As I mentioned in a previous post, we had stories and scripts that were based on a number of TV shows. And I was always proud of the fact that we also had an original section where we had, well, original science-fiction and fantasy stories just like you’d find in a science-fiction mag like The Magazine of Fantasy & Science Fiction. But we did also have some, shall I say, material that was sort of fangirl lusting after Paul Darrow who played the character of “Avon” in Blake’s 7. But hey, I love Blake’s 7 as well, just in a different way!

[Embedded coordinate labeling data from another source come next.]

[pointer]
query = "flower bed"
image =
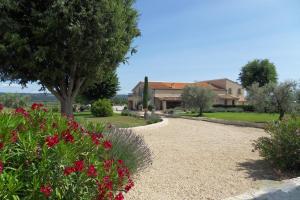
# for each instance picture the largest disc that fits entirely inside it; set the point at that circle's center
(47, 156)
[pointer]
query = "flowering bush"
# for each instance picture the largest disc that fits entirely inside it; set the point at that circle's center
(282, 148)
(47, 156)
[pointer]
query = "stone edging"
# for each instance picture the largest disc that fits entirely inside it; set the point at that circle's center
(288, 190)
(164, 122)
(221, 121)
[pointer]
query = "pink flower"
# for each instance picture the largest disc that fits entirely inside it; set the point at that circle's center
(14, 136)
(22, 111)
(79, 165)
(69, 170)
(1, 167)
(107, 164)
(36, 106)
(47, 190)
(67, 136)
(52, 140)
(119, 196)
(107, 145)
(92, 172)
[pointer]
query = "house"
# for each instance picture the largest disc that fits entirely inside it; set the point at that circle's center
(165, 95)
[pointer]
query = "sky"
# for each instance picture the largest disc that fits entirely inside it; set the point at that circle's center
(193, 40)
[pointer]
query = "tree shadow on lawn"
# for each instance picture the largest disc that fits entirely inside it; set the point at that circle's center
(262, 170)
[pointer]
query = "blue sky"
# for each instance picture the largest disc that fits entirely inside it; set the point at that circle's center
(190, 40)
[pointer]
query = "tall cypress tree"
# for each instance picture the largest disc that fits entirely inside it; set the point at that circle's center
(145, 94)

Speaking of that, Kathryn Sullivan in the chapter “The Fanzine Factor” talks about meeting Paul Darrow and Terry Nation, Doctor Who writer extraodinaire and creator of the Daleks. I too had met both men, now both sadly deceased. I met both Darrow and fellow actor Michael Keating (“Villa”) at a convention in the late ’80s in Wakefield, Massachusetts that was originally going to feature Jon Pertwee as the headliner guest but he had cancelled due to a health problem and the organizer had booked both Darrow and Keating instead and transformed the con into a Blake’s 7 one, which was great as well. Not only did someone remark that I was Keating’s brother, because at the time I did bear a physical resemblance to him (somewhat) but I got to play a game of Trivial Pursuit with these two guys with other fans. I was on Keating’s team and although we were doing good at first 😊 we got pummeled at the end! 😒 Also, Darrow always played the “Silver Screen” edition of Trivial Pursuit, so that was really “fair”, playing against a professional actor! 😂



I met Terry Nation at a convention in NYC, also (I seem to remember) in the late 80s. He was a really nice man and truly cared about meeting the fans.

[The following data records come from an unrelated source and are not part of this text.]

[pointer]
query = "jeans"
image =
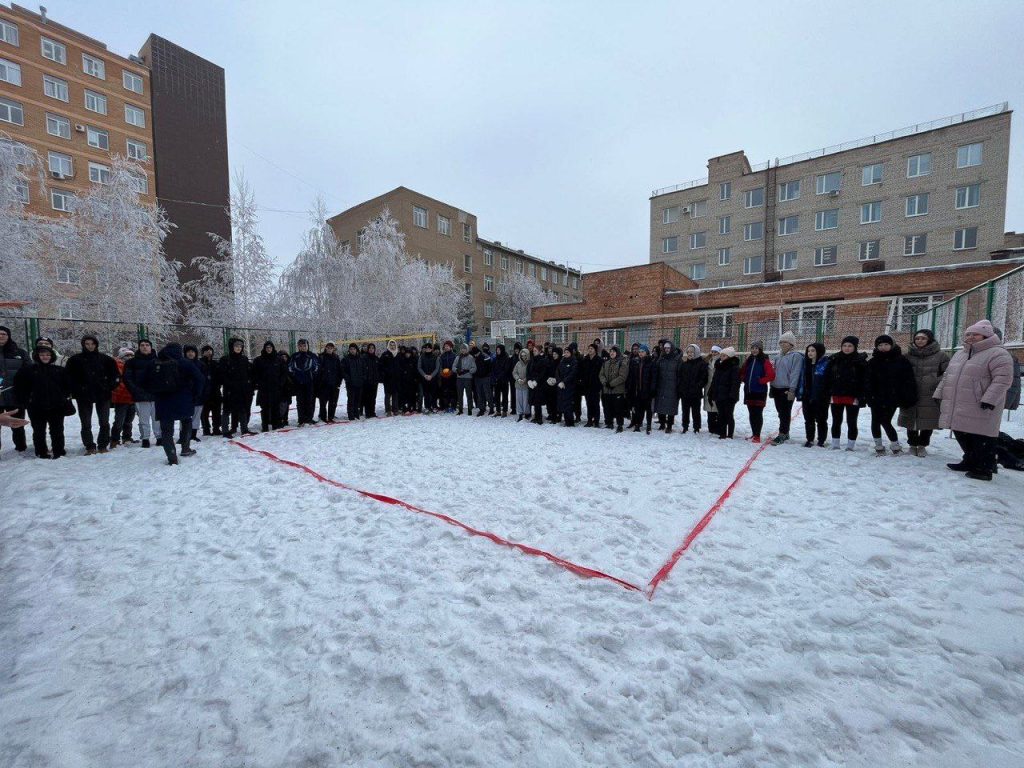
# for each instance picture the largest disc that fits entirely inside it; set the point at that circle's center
(52, 418)
(851, 421)
(784, 407)
(882, 418)
(102, 416)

Kathryn also talks about becoming a “minder” at various cons:
I had cut back my attendance at conventions to mainly media conventions and then to basically only Doctor Who conventions. Because I had volunteered at several of those conventions (usually in registration, art show, and security) for a number of years, the con committees of conventions in the 90s such as Visions knew me, and knew I could be trusted to not to drool on guests. In that way I became a guest escort (or a “minder”, if you will) for Doctor Who guests such as Terry Nation, Colin Baker, Peter Davison and Sylvester McCoy.

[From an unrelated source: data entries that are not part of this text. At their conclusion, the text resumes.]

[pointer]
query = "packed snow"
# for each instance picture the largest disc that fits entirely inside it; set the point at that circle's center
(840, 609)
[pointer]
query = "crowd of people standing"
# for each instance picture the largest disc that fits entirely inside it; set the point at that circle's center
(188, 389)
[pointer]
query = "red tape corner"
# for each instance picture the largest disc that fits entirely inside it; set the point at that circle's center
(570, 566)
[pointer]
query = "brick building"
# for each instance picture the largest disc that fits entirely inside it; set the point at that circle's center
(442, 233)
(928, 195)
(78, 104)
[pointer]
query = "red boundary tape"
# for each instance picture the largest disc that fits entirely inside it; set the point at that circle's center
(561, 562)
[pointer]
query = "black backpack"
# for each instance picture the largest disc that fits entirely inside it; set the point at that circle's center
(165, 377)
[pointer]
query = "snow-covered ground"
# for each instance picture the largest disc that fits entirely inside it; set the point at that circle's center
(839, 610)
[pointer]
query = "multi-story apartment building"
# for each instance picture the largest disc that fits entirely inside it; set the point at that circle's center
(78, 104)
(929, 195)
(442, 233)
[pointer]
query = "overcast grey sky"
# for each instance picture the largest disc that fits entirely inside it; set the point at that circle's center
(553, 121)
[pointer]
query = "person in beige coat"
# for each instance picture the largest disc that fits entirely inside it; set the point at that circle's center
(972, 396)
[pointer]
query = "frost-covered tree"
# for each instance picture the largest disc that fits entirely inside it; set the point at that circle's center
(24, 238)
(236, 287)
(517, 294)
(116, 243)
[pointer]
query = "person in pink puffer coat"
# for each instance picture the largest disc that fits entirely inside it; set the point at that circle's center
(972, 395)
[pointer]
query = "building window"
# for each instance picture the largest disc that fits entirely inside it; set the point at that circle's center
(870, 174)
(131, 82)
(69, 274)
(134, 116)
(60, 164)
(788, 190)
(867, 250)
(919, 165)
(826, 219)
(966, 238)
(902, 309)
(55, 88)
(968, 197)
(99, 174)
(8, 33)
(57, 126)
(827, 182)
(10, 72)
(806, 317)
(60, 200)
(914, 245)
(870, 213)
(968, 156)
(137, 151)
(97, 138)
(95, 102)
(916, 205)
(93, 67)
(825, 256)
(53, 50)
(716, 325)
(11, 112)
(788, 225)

At our convention, my friend Dan Bullenkamp did a lot of this as well, driving the guests to our con and being the guest liason at the con as well. And although I mainly handled the video portion of our con (video coverage and TV ads) I also had done a little bit of this as well precisely for the same reason that she mentioned, that I just act normally around people even if they are famous personalities. At one con I got to drive David Prouse (the “body” of Darth Vader, “Julian” from A Clockwork Orange) to the airport and at our first con I got to drive Sophie Aldred around, which leads to another funny story in that since I had a non-working gas gauge in my car I actually ran out of gas with her on the Tobin Bridge in Boston. Then because the tow truck driver has his wife and young son with him, Sophie had to sit on my lap on part of the return journey! 😍 And no folks, I didn’t really plan it!